YOUNG care-leavers moving out into the world with limited support and few possessions will be able to choose a patchwork quilt to brighten up their new home: a “quilted hug” made by 75 quilters from all over the country, and represented in an event last week by the Friends of St Andrew’s, Little Massingham, in Norfolk.
The quilts were on exhibition at the church from 10 to 12 May, attracting many visitors and raising funds towards the estimated £122,000 now needed to re-roof the Grade I listed building after lead was stolen in 2017. The church is on the Historic England “At Risk” register.
On 13 May, nationally designated “Let’s Give a Hug Day”, the church and village community and quilters encircled the church with 50 of the quilts in a colourful embrace of the building. “The quilters loved the idea that the quilts — known as ‘hugs’ — could help this ancient building, by drawing attention to its plight,” said Rosemary Jewers, the organiser of the event, a patron of the church and one of the founding Friends.
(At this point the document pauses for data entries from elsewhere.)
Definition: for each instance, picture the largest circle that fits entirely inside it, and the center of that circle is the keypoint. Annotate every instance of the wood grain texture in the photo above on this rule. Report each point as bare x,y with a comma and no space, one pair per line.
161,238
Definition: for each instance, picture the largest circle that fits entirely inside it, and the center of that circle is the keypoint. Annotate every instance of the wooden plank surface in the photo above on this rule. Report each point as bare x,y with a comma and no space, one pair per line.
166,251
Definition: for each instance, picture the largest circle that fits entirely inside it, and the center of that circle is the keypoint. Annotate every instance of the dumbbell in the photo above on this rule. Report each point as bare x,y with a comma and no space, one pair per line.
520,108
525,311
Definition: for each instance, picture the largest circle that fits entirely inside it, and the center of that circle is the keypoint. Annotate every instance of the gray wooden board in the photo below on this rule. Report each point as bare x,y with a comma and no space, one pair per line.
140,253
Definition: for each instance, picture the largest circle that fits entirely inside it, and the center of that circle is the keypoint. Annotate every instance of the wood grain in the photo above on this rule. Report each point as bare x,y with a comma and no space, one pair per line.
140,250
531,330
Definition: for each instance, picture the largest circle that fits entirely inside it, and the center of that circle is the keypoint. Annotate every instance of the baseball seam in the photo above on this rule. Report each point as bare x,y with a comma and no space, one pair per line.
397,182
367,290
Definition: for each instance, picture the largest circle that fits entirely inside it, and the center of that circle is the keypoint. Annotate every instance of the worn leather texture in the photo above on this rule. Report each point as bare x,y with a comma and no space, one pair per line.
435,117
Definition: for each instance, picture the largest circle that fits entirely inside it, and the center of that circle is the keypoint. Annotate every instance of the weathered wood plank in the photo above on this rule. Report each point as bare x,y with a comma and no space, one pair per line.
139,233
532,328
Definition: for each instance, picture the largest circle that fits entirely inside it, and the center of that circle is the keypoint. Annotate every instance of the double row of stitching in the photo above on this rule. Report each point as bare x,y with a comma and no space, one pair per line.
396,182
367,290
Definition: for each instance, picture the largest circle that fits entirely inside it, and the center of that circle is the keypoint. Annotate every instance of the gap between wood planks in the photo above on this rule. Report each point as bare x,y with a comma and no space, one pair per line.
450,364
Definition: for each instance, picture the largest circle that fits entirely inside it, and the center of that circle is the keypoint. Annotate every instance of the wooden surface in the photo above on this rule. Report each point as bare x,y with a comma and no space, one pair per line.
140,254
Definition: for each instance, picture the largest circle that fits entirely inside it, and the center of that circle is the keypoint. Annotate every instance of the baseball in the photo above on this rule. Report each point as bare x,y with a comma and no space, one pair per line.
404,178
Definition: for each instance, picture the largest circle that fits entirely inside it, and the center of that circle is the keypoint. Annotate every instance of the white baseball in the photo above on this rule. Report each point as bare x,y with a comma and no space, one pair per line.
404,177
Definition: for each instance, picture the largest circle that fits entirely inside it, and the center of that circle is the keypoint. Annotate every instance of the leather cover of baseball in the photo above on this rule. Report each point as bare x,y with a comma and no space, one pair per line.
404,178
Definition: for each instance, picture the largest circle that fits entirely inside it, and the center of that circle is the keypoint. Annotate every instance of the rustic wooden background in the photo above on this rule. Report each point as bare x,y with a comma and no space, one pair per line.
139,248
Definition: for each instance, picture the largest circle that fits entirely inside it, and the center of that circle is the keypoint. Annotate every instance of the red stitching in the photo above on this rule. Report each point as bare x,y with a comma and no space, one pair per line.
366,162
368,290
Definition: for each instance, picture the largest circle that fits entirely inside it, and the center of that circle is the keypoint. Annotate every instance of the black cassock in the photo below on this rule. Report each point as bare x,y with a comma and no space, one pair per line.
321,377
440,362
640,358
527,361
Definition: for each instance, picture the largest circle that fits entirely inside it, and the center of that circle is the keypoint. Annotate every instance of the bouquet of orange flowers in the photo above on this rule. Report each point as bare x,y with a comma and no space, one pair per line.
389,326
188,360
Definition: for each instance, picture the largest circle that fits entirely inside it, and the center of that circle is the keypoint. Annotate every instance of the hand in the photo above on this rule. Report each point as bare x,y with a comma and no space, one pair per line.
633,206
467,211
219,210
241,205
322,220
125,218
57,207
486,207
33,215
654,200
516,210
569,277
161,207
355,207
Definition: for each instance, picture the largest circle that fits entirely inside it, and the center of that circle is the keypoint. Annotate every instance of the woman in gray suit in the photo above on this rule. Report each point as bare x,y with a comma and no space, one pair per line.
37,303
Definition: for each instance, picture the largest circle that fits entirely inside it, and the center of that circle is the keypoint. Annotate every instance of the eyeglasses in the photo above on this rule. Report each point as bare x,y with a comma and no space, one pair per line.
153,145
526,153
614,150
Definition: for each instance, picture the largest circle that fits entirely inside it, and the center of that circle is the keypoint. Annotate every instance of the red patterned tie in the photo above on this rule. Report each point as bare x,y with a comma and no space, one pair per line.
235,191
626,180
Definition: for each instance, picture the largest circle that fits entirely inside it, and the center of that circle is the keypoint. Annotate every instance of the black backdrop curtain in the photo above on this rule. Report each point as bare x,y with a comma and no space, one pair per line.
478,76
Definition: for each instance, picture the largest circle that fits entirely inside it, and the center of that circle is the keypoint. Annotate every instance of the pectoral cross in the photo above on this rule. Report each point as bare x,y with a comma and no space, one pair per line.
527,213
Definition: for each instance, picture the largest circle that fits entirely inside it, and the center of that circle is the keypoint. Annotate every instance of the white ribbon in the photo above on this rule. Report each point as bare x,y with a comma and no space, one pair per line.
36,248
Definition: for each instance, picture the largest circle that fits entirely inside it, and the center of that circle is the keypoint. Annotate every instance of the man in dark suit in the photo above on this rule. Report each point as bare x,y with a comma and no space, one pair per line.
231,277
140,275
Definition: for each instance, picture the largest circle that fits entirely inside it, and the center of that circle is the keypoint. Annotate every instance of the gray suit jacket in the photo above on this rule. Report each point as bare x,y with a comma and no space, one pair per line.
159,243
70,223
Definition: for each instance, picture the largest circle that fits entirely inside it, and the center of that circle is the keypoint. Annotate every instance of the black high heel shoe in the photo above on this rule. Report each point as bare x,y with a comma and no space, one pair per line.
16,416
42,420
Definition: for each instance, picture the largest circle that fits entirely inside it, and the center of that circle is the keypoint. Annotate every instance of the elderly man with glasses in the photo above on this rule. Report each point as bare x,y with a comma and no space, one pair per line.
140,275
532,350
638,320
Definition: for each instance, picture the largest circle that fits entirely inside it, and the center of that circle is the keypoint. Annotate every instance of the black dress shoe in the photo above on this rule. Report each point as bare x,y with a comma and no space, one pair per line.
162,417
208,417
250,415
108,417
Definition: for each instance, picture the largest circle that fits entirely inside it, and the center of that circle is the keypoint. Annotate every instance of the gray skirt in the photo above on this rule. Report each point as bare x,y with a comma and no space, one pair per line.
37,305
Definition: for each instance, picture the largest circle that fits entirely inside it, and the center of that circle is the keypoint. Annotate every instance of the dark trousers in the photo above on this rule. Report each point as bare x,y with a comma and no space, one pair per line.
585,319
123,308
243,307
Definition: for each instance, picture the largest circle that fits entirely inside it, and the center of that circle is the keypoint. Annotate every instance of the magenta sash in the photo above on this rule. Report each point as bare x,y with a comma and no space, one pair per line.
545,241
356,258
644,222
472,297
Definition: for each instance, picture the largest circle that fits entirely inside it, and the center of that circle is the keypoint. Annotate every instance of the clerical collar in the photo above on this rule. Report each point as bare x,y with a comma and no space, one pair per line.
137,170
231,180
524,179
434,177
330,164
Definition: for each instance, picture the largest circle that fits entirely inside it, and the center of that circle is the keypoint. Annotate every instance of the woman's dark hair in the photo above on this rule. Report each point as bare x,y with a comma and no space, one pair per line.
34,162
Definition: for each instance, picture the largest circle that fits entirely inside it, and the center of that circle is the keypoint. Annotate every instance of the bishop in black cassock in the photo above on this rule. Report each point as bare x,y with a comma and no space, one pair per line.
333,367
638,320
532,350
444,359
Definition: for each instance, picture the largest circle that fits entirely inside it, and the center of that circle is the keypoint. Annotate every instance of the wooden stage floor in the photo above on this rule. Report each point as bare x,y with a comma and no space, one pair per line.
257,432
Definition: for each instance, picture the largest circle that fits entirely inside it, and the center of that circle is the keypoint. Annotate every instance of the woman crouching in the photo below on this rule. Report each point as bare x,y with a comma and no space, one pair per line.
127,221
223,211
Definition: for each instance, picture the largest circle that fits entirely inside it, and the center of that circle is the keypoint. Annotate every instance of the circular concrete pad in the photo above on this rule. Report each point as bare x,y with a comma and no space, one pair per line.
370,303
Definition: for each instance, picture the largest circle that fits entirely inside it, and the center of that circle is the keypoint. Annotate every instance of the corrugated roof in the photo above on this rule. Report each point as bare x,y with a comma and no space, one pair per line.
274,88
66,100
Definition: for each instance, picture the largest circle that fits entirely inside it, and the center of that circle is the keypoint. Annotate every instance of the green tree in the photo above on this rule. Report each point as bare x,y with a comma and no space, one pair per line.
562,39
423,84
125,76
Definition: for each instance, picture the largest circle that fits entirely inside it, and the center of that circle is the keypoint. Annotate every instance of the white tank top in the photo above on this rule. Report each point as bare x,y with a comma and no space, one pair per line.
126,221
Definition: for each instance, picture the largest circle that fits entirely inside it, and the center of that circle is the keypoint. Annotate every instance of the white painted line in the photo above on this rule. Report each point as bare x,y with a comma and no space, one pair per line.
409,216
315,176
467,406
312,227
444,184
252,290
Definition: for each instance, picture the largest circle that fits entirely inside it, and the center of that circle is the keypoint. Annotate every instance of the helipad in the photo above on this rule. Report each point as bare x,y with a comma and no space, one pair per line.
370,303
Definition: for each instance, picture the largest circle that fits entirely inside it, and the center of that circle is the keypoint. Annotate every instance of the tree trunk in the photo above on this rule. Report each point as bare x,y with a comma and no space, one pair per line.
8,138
“But they were equally delighted to know that, afterwards, the finished quilts would be given to many of the young people who leave the care system every year, providing comfort and warmth.” The quilts have now temporarily gone back to their makers to have the wadding, backing, and topstitching completed. They will return to St Andrew’s for a final exhibition, from 19 to 20 July, and then be distributed to recipients.
It was Mrs Jewers, who was born and brought up in the village, and christened and married at the church, who discovered the charity Quilts for Carers, inspired by the poet and recent Chancellor of the University of Manchester, Lemn Sissay. At the age of 12, he returned to local-authority care from the long-term foster placement that he had been in since he was a baby, and what he had really wanted in that situation, he has told audiences in the past, was a hug.
She has already done an eight-day, 90-mile sponsored walk on the Roman Road from Colchester to the North Norfolk coast to raise funds. The Friends, set up during lockdown, have raised about £21,000, but they say that it will take much more than fund-raising events to achieve the amount needed for the new roof.
“It’s going be a big job, and we’re going to have to go for grants,” Mrs Jewers said. “But we’ve been overwhelmed by all the interest shown, and the number of people who have been to see the quilts. It’s been wonderful: we’ve involved the whole community, and so many people have come out to help us. I love that.”